Dall’inizio della pandemia di Covid abbiamo tutti acquistato le mascherine: raccomandate e spesso obbligatorie per prevenire il rischio di contagio. Trattandosi di dispositivi medici, anche le mascherine possono essere detratte in sede di dichiarazione dei redditi ma bisogna prestare attenzione, specialmente nel caso in cui si intenda effettuare il 730 precompilato ed apportare alcune modifiche in autonomia. Non tutte le mascherine infatti sono detraibili, ma solo quelle che presentano il codice “AD”. Il problema è che sono stati segnalati casi di trasmissione errata con questo codice di mascherine che in realtà non rientrano nella categoria dei dispositivi medici e dunque non possono essere portati in detrazione. Facciamo chiarezza su questo punto importante, per evitare errori durante la compilazione del 730.
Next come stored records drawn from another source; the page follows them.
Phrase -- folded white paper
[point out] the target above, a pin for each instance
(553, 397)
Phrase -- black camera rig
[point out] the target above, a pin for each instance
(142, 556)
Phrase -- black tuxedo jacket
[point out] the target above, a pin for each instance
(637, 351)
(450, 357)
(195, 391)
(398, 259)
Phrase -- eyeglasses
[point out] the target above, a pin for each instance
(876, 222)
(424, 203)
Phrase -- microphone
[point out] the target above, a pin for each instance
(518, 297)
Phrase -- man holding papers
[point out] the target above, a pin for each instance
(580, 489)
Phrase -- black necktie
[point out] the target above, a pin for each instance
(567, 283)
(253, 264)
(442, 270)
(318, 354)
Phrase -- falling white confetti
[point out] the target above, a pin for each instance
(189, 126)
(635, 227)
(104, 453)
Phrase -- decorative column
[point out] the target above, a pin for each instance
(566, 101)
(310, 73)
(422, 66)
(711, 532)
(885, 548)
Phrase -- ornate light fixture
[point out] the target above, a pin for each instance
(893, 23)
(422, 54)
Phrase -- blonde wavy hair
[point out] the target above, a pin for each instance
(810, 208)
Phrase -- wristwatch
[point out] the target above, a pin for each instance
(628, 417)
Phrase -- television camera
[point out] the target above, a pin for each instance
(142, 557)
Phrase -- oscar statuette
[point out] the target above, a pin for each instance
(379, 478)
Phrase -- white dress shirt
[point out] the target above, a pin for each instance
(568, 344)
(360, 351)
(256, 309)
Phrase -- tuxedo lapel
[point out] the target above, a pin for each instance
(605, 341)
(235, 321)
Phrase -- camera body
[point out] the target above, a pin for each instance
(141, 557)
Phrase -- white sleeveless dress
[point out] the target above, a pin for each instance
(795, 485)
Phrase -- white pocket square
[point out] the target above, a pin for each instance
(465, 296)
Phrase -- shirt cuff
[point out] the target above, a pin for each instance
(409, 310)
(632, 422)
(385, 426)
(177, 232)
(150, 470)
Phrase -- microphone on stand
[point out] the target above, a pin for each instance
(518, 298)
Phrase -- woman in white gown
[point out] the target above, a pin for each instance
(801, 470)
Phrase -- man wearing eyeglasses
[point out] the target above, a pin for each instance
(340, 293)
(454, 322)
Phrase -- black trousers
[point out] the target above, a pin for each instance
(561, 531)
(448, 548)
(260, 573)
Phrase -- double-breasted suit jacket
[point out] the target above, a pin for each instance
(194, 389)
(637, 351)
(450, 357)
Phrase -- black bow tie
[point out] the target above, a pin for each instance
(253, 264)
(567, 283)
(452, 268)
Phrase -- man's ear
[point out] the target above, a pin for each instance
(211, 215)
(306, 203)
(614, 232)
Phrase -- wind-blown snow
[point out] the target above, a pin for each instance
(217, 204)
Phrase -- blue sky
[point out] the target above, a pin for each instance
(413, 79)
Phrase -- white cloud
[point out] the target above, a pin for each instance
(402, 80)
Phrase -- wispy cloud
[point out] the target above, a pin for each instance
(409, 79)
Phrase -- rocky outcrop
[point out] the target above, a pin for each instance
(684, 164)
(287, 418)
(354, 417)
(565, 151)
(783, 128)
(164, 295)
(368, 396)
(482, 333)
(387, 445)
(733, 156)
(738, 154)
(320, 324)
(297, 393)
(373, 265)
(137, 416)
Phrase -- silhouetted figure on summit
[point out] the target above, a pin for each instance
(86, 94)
Le 3 tipologie di mascherine anti-Covid

Per comprendere la normativa è importante precisare che esistono 3 macro-categorie di mascherine utilizzate per prevenire il rischio di contagio:

  1. Le mascherine chirurgiche, classificate come MD ovvero Dispositivi Medici;
  2. Le mascherine FFP2 e FFP3, classificate come DPI ovvero Dispositivi di Protezione individuale;
  3. Le mascherine di comunità, ossia quelle lavabili, che non rientrano in nessuna delle categorie sopra citate.

Sebbene tutte queste mascherine siano state commercializzate legalmente durante la pandemia per contenere il rischio di diffusione del Covid, ai fini fiscali è importante prestare attenzione perchè solo una delle tre tipologie che abbiamo appena elencato è detraibile mentre le altre no.

Quali tipologie di mascherine sono detraibili

Le mascherine di comunità ossia quelle lavabili non sono detraibili ai fini fiscali, così come le mascherine FFP2 e FFP3 perchè queste ultime sono classificate come Dispositivi di Protezione Individuale e non Dispositivi Medici.

Sono dunque detraibili con la dichiarazione dei redditi esclusivamente le mascherine chirurgiche, definite MD ossia Dispositivi Medici, a patto però che rechino la marcatura CE e che ciò risulti nello scontrino fiscale presentato al CAF. In alternativa, è possibile dimostrare che le mascherine acquistate sono conformi portando la confezione originale in sede di dichiarazione dei redditi, in modo che l’operatore possa verificare l’effettiva presenza della marcatura CE e l’appartenenza alla categoria MD.